Living on a Prayer

Prayer is an essential element of faith. What I love most about Islam is that it recognizes the deeply personal significance of prayer. There is no prescription to be sought from a priest, no specific place you must be, and no vocal display you must perform. You can pray at home, in a car, or at a park. All you need is a mindful intention.

Yet Islam is also deeply social. It is grounded in the idea of togetherness. In fact the Quran explicitly states:

Let there be a nation of you who call to charity and command beneficence”
- Surah Ali ‘Imran [3:104]

In large part, this sense of nationhood or community is found in the mosque. Those summer Friday afternoons were the most beautiful experience. I loved it, and as a child I went to the masjid regularly.

I was always a woman before I was anything else though, and that meant I prayed in a different room. Asking why, I was told “it is for the greater good”. Apparently, a man could be distracted by me prostrating (bending down) in front of him during the prayer. I tried so hard to swallow this rhetoric of men as morally weak and women as martyrs of virtue. I wanted so badly for this explanation to make sense. Eventually though, I grew tired of feeling invisible. Of listening to a voice I couldn’t see, of feeling like I was eavesdropping on a sermon not actually meant for me. I stopped going, and some days I really miss it.

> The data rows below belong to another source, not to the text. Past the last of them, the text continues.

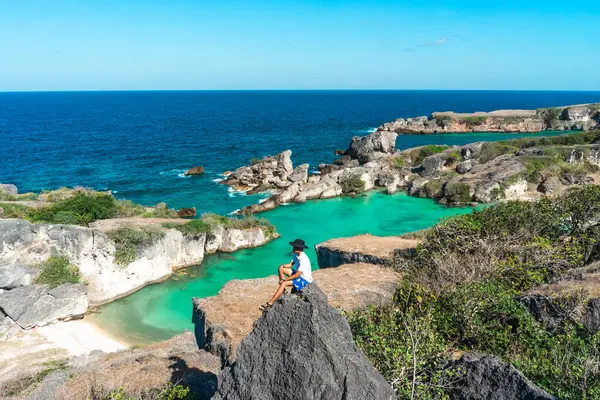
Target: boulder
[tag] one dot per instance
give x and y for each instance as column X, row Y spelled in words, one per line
column 304, row 350
column 8, row 189
column 39, row 305
column 363, row 148
column 15, row 275
column 194, row 171
column 186, row 212
column 488, row 377
column 550, row 185
column 464, row 167
column 300, row 174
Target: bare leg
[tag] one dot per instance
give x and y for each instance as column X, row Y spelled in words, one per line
column 279, row 291
column 283, row 271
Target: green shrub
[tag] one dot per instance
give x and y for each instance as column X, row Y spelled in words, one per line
column 491, row 150
column 352, row 184
column 57, row 270
column 130, row 241
column 418, row 155
column 473, row 121
column 457, row 193
column 86, row 207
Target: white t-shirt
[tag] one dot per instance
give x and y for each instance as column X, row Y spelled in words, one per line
column 302, row 264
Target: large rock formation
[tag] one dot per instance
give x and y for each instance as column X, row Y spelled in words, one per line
column 490, row 378
column 222, row 321
column 94, row 253
column 39, row 305
column 362, row 249
column 584, row 117
column 304, row 349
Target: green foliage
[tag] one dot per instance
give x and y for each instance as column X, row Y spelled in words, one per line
column 130, row 241
column 491, row 150
column 166, row 392
column 13, row 210
column 85, row 207
column 352, row 184
column 57, row 270
column 473, row 121
column 434, row 189
column 457, row 193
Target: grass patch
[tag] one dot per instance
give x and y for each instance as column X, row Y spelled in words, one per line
column 25, row 386
column 457, row 193
column 418, row 155
column 473, row 121
column 57, row 270
column 352, row 184
column 130, row 241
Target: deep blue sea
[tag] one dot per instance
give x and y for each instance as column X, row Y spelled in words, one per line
column 138, row 144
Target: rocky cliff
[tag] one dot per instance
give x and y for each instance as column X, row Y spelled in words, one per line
column 91, row 250
column 304, row 350
column 580, row 117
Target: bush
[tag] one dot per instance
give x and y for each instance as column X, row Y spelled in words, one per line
column 491, row 150
column 85, row 207
column 56, row 271
column 130, row 241
column 352, row 184
column 457, row 193
column 418, row 155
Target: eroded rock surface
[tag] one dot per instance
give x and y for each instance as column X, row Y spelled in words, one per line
column 488, row 377
column 304, row 349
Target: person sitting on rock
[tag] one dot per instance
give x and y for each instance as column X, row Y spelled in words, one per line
column 296, row 273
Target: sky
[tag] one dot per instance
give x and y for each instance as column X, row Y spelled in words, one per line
column 292, row 44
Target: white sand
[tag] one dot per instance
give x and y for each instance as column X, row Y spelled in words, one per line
column 79, row 337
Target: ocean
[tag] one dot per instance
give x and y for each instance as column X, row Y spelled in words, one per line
column 138, row 144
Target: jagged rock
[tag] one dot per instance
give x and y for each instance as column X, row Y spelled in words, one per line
column 304, row 349
column 365, row 148
column 488, row 377
column 15, row 275
column 194, row 171
column 8, row 189
column 38, row 305
column 464, row 167
column 362, row 249
column 550, row 185
column 300, row 174
column 186, row 212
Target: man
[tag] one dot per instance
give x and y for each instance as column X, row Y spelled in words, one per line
column 296, row 273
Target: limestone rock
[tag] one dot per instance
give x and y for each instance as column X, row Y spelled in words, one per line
column 15, row 275
column 194, row 171
column 464, row 167
column 488, row 377
column 38, row 305
column 187, row 212
column 362, row 148
column 304, row 349
column 8, row 188
column 300, row 174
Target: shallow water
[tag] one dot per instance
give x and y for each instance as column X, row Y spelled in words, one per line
column 160, row 311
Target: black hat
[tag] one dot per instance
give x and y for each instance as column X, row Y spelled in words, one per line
column 298, row 244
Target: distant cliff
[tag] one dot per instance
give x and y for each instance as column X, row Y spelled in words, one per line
column 579, row 117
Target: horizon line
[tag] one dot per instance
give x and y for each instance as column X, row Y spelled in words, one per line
column 296, row 90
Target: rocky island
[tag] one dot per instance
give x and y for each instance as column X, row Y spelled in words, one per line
column 577, row 117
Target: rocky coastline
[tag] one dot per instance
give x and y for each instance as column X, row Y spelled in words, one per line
column 480, row 172
column 578, row 117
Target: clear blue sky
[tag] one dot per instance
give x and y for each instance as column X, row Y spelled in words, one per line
column 290, row 44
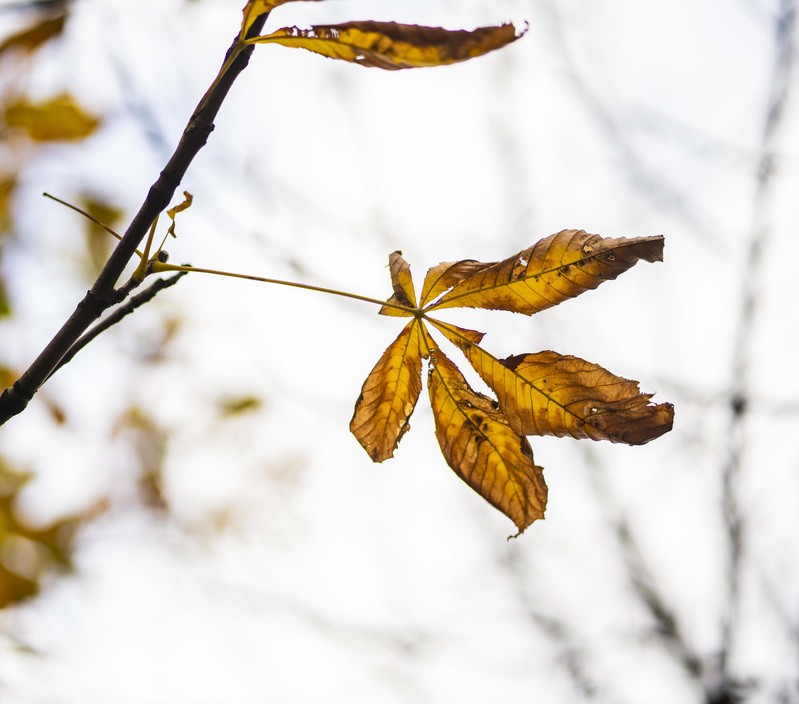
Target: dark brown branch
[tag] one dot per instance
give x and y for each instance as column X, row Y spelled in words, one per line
column 124, row 310
column 103, row 294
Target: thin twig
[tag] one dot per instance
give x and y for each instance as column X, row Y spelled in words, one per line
column 741, row 390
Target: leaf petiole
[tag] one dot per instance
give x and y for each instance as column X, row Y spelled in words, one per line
column 157, row 267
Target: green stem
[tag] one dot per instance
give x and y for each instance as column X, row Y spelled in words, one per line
column 158, row 267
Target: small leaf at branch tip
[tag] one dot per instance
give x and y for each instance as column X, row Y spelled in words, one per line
column 391, row 45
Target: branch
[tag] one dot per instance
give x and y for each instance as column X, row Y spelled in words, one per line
column 124, row 310
column 103, row 294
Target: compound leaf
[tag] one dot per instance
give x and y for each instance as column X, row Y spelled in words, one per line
column 482, row 439
column 392, row 46
column 555, row 269
column 389, row 395
column 481, row 447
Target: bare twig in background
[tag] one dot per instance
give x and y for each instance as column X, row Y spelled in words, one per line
column 750, row 309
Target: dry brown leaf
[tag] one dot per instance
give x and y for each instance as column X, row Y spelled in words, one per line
column 58, row 119
column 481, row 447
column 538, row 394
column 445, row 275
column 552, row 394
column 555, row 269
column 392, row 46
column 389, row 396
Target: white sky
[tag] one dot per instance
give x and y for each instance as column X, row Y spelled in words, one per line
column 339, row 580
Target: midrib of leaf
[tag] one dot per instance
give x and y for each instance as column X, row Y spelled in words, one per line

In the eyes of God, men and women are equal – we are held to the same standard, will be rewarded in equal measure, and were created as such. In Mecca and Medina, the two holiest sites, we pray side by side. Yet in our mosques we are relegated to the back of the prayer hall or ushered into a separate room altogether. We are unable to see the imam and often unable to even hear clearly.

As it happens, it isn't just our bodies which are distracting. The seductive potential of our voice is apparently why I will never hear a female giving the azan. Similarly, I am told women simply cannot handle the stresses associated with being an imam. That we are too emotional to be community leaders at funerals, trials, or divorce proceedings. That because we menstruate and experience pregnancy, it is impossible for us to maintain consistency in the performance of any authority roles.

It is infuriating. I am exhausted of being told that estrogen has made me “a precious treasure”. That while Heaven is found at the feet of my mother, I should never expect to see her leading a congregation. This obsolete cultural prescription of wanton female emotions and uncontrollable male lust which I must compensate for is complete bullshit. It is as disrespectful of men as it is of women. Instead of encouraging me to uphold the vanguard of my dignity by praying in a back room and keeping quiet, tell the man who may find me distracting to please stay home until he can learn to control himself. Though if you insist that we fixate on the female form, then let’s discuss how it is that a woman willfully endures childbirth. She allows her body to incubate and nurture the continuance of a community which will in turn exclude her.

I am not an object and I’m done being told that I must walk, talk, dress, and even pray differently because God gave me ovaries. From the time of Prophet Muhammad (PBUH) women have been warriors, educators, merchants, and healers. His wife Hazrat Aisha was not only an Islamic scholar, she also led troops into battle. This incredible woman narrated more hadiths than any other Companion. She taught, lectured, and was prized for her knowledge of poetry and medicine by men and women alike. One of the earliest Muslim saints was a woman. One of the first people to memorize the Quran was a woman. So how dare any man or entity reduce me to my body?

It makes me angry, but I’m not trying to argue that exclusion is the end of the line. There are spaces which have accepted women praying side by side with men and even leading congregations. Equally amazing are new ventures carving out space for women to share spirituality with one another at a women’s mosque (a structure which has also existed in China for a long time). The issue is not that tolerance cannot be found, it is that tolerance is not the benchmark. While there are women who are scholars and those who lead mosque boards, a vast majority of Muslim women are not elevated into that sphere of religious authority and public participation. They are not invited, they are not welcomed. Even when they demand to be let in, often the answer is a resounding no. Change is of critical importance, because until we have a balanced representation of gender and perspective alike, we can never have a true sense of community.